Our second post, in the series “Every Morning”, is a reflection on Buddhist training, by Mo Henderson. In it, she reminds us that “Every morning is an opportunity to begin to see again and to trust what is actually happening naturally.” Thank you, Mo!
Beginning daily life
‘When I was at Eiheiji monastery, my life was really perfect because all the 120 monks practised according to a schedule. We got up at 2:00 a.m. and went to zazen. Even though we felt sleepy, we just went to practice. There was nothing to bother me, and every day my life was just like organic energy, going perfectly.
But after three years I went back to my small temple. Immediately my situation was completely different. My temple was at the foot of the mountains, far from the village. Just a cat and the old priest were there. I had to do many things: wash clothes, fix the meals, doing everything by myself. It was completely opposite from life in the monastery. My life became very busy, just like a business. There was always something to do. Time was haunting me. Everyday life was always haunting me, and I was very confused. So even though I understood zazen in the monastery, it was not good enough. There were still lots of things I didn’t know.
Daigen Katagiri-Each Moment Is the Universe
Someone in a social media group I belong to gave reference recently to Dainin Katagiri’s experience (above) at Eiheiji monastery and, although very different, it triggered memories of my own experience as a lay person on retreat at Throssel Hole Buddhist Abbey in Northumberland.
I first attended Throssel in the late 1970s and received instruction and guidance on how to practice sitting meditation (Zazen). Over the years I have attended many more retreats, the longest being 3 months. When on retreat I was so well looked after and joining the community brought a sense of belonging, with warmth, hot meals, showers and good nutrition, all within a daily schedule, which included meditation periods, dharma talks and discussion. There was nothing to be responsible for apart from my own attention to following the schedule. The sitting meditation periods seemed to come and go with ease and, after a few days, I began to feel a ‘flow’ which seemed to bring everything together as it naturally is. I began to be more aware of those around me and of what needs to be done as a community.
In the early days going home was quite a culture shock! I was immediately confronted with all the different identities most of us experience in our daily lives. Being a mother, wife, daughter, sister, employee and now Buddhist lay person, how was I going to make time to develop a suitable schedule of continuing practice and to fit it all in?
Early attempts were without success, only the weekly meditation group brought respite from a totally busy daily life. I remember thinking I was a total failure and needed to try harder, why couldn’t I be like ‘others’ who seemed to be much more successful than myself? How on earth did they manage to get time to themselves? Gone was the ‘flow’ of life I had experienced at the monastery.
After battling for what seemed forever, I realised I had a habit of dividing myself into parts, I was viewing all the different roles in my life as separate entities, one part being a mother, another being a wife, and so on, not to mention work, gardening, pet care etc..etc. No wonder I felt exhausted and unsuccessful in time management.

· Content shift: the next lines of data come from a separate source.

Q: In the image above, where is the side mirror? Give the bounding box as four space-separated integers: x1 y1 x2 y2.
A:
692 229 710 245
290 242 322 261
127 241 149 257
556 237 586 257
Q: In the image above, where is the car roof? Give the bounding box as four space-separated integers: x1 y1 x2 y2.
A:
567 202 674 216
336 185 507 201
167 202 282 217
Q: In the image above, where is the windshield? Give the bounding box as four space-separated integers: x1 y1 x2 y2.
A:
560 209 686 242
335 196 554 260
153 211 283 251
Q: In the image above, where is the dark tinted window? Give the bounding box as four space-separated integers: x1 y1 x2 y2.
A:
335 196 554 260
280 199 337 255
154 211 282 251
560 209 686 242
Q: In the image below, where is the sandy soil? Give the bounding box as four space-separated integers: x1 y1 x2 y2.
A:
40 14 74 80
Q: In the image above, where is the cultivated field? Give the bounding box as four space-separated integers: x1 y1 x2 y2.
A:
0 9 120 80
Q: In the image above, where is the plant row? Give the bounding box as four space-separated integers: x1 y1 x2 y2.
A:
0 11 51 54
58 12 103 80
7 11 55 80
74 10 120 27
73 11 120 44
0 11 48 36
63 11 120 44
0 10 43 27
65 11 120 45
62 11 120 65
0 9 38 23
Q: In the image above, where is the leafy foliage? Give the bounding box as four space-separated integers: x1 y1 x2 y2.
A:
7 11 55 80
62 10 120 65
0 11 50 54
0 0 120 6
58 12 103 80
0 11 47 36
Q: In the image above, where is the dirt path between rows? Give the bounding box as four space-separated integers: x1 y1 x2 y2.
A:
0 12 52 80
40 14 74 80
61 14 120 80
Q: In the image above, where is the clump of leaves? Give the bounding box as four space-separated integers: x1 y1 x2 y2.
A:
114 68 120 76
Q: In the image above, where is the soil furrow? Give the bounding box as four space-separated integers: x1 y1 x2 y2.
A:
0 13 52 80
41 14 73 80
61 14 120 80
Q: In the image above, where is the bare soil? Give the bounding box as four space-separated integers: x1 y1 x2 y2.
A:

At the monastery I had learned an important lesson in living a wholesome life, I eventually realised the schedule was geared to help me let go of being attached to what I was doing and to continually let go, change and move on to the next event.
Every morning we had early sitting meditation and events changed throughout the day, until tea and quiet time last thing in the evening. I believe the ‘flow’ of life I experienced was due to just simply having the opportunity to be there wholeheartedly without distraction, allowing everything to unfold, without me choosing to identify myself with any particular role. Could the busy lay life I had at home unfold in this way?
I very slowly discovered this may be possible, without needing to stick to a set schedule and without thinking I owned my own time. While on the one hand, it was good to have a plan, on the other hand, I needed to be flexible within that. In my view, acceptance of what actually happens each day is essential and the time devoted to things and others is not ‘my’ time, it’s just the continual practice of being with daily life. This involves paying attention to whatever arises. The roles I had were still the same, but somehow they didn’t feel as apart from each other.
Sometimes I feel the ‘flow’ of energy in a wholesome way and other times I can get distracted. Being part of a sangha community is always a reminder for me to continue practice in daily life and to remember not to neglect the formal sitting meditation, which, I believe is fundamental to being still and aware in order to see and trust life and to know that truth embraces everything. Looking around me, I believe I can begin to see the wider sangha, friends, neighbours, animals, and nature more clearly and learn from them too. Every morning is an opportunity to begin to see again and to trust what is actually happening naturally.
‘When we teach and enlighten things by ourselves, we are deluded.
When all things teach and enlighten us, we are enlightened’.